Despicable Me 3 operates more as a series of vignettes than a singular story. Each of the characters go off on little solo missions. If you were to choose an A-plot, though, it would be the newly married Gru, Lucy, and daughters Margo, Edith, and Agnes going off to meet Gru’s newly discovered twin brother Dru. In a nice change of pace, Dru isn’t an evil twin. Sure, he wants to be evil, but he isn’t the exact opposite of Gru. He’s more of a whiny, please release Steve Carell from the recording studio version of Gru. As the brothers learn to get along, Lucy tries to bond with her stepdaughters. The family reunion goes south when they are threatened by rejected ‘80s child star villain, Balthazar Bratt (Trey Parker).

The signature Illumination animation is still breathtaking after three movies. Each location is gorgeously animated. The action sequences have a rube goldberg-like quality, and there are small, clever details in each piece of weaponry the villains and agents in the movie use. The exaggerated style of the character designs are similar to that of a quirky children’s book. Also, along with this film and Hidden Figures, Pharrell  proves that he should be in charge of all movie soundtracks.

But the children’s book analogy works against the film, too. It has style, and a cute factor, but very little substance. The film’s message about family goes only so far as the previous films have gone. The brotherhood angle is used much more as a vehicle for visual jokes than any meaningful commentary. Even Gru’s existential questions about not living up to his potential and his family’s legacy is quickly forgotten by the next fart joke. The movie tries to appeal to adults through ‘80s nostalgia and scenes with Gru and Lucy trying to parent, but there is really no point to the scenes except to exist. Since they are so disjointed from the film, they don’t even serve the plot. They are cute, but that certainly won’t keep an adult entertained, and little kids won’t find it exciting.

Overall, the film is a missed opportunity, and lacks the stronger direction of certainly the first film, but even the second. It’s sloppy, when it has every advantage not to be.

I have to admit, I felt a little sentimental watching Despicable Me 3. I’ve seen all the movies in theaters, from little ten year old me in 2010 for the first film, to the second one in 2013. Now I’m 17 years old, driving my sister and friend to the movie theater in my own car, and we’re the only teenagers in the audience; but who cares, because supervillain family.

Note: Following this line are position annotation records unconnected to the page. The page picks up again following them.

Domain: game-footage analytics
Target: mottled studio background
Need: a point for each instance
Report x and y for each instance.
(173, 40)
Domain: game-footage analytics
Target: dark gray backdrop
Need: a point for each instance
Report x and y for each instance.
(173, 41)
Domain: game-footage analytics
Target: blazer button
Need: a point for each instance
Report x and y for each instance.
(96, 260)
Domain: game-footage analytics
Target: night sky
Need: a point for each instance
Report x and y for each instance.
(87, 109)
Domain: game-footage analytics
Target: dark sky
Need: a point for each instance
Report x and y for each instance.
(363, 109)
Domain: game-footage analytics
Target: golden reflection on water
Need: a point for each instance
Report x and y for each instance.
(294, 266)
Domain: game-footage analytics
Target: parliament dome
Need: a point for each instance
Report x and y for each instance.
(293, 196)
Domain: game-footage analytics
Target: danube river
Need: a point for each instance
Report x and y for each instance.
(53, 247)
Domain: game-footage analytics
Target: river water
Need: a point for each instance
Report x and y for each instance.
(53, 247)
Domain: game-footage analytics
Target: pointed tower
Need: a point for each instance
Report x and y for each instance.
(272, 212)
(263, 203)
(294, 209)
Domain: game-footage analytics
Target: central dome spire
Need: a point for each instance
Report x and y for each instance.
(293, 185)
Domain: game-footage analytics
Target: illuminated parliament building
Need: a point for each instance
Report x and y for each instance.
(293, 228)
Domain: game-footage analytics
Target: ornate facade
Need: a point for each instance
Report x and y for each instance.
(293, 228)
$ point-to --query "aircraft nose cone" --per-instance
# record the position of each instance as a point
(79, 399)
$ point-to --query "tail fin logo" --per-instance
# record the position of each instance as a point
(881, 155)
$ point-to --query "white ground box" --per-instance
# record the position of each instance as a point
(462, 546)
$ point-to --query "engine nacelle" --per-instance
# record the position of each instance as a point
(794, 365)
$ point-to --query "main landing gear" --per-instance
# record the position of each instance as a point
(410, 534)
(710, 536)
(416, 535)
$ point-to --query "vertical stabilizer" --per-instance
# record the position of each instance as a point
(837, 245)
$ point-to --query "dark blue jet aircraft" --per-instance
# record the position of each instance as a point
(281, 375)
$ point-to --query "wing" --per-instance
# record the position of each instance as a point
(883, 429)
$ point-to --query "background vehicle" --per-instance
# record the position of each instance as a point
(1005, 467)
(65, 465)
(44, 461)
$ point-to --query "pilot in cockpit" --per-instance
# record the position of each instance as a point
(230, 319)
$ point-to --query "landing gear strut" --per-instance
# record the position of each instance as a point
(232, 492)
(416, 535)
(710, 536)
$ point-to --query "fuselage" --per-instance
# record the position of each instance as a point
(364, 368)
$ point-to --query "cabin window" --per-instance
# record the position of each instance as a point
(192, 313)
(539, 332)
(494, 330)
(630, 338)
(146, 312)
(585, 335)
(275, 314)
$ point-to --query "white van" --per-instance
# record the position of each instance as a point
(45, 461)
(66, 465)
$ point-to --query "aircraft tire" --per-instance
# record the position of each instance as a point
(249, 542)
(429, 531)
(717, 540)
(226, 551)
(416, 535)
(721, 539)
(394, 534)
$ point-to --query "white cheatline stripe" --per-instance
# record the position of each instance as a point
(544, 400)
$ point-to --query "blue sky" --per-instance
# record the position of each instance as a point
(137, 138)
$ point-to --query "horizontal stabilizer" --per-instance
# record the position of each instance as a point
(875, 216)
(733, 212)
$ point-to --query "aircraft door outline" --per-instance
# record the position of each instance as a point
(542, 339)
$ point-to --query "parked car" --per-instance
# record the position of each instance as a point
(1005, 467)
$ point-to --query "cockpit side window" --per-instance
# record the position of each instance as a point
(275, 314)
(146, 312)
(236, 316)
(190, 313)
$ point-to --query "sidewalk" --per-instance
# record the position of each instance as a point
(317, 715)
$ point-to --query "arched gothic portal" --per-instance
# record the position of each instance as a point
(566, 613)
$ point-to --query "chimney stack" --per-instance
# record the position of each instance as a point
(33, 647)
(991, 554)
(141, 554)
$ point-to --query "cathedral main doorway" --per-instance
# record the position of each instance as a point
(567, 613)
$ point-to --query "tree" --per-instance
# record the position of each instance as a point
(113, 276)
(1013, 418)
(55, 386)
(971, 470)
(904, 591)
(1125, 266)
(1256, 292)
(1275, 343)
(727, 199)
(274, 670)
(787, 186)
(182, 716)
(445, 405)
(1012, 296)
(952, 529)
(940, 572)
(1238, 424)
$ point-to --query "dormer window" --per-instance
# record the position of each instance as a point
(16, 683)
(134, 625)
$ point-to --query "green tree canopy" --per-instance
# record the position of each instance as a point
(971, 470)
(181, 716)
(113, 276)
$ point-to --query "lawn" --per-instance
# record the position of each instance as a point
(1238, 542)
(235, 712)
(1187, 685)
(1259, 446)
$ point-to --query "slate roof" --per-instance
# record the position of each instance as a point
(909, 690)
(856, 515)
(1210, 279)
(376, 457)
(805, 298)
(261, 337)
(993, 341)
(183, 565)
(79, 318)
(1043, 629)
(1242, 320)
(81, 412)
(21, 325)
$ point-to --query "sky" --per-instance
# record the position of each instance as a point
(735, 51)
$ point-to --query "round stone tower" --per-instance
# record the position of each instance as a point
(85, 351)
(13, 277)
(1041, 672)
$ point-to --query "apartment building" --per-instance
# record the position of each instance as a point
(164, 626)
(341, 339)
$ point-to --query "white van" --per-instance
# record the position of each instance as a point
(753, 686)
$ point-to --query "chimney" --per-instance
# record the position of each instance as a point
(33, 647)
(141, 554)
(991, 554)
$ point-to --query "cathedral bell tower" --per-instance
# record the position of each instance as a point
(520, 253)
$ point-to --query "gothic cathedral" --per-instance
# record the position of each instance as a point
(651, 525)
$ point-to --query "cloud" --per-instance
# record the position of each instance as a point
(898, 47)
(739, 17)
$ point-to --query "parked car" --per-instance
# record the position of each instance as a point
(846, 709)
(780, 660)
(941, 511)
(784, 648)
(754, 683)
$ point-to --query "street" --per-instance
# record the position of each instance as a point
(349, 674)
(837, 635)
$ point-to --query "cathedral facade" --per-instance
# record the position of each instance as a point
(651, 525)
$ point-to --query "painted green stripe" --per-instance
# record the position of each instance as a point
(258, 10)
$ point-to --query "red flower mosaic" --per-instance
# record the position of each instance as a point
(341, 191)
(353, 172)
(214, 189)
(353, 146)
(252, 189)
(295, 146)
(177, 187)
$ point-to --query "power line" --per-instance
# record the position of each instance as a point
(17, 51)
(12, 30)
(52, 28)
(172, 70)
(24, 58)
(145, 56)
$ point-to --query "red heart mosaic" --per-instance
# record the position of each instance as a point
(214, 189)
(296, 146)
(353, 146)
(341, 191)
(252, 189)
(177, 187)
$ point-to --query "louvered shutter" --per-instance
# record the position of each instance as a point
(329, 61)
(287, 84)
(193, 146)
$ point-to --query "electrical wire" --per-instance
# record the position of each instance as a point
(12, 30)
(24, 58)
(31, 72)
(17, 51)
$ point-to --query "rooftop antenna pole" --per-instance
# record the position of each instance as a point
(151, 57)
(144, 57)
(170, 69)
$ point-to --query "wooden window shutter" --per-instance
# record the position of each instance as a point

Unfortunately, this kid’s movie may have pushed me closer towards being a cynical adult. I’ve never automatically been skeptical about sequels and trilogies and so on. I’m the person who has advanced tickets for the 16th Marvel movie next week. However, this is certainly not the first time I’ve been disappointed by a franchise. It just hurt a little more. There is too much talent involved for this level of sloppiness, and kids deserve the same quality entertainment everyone does. Don’t we want them to love good films, too?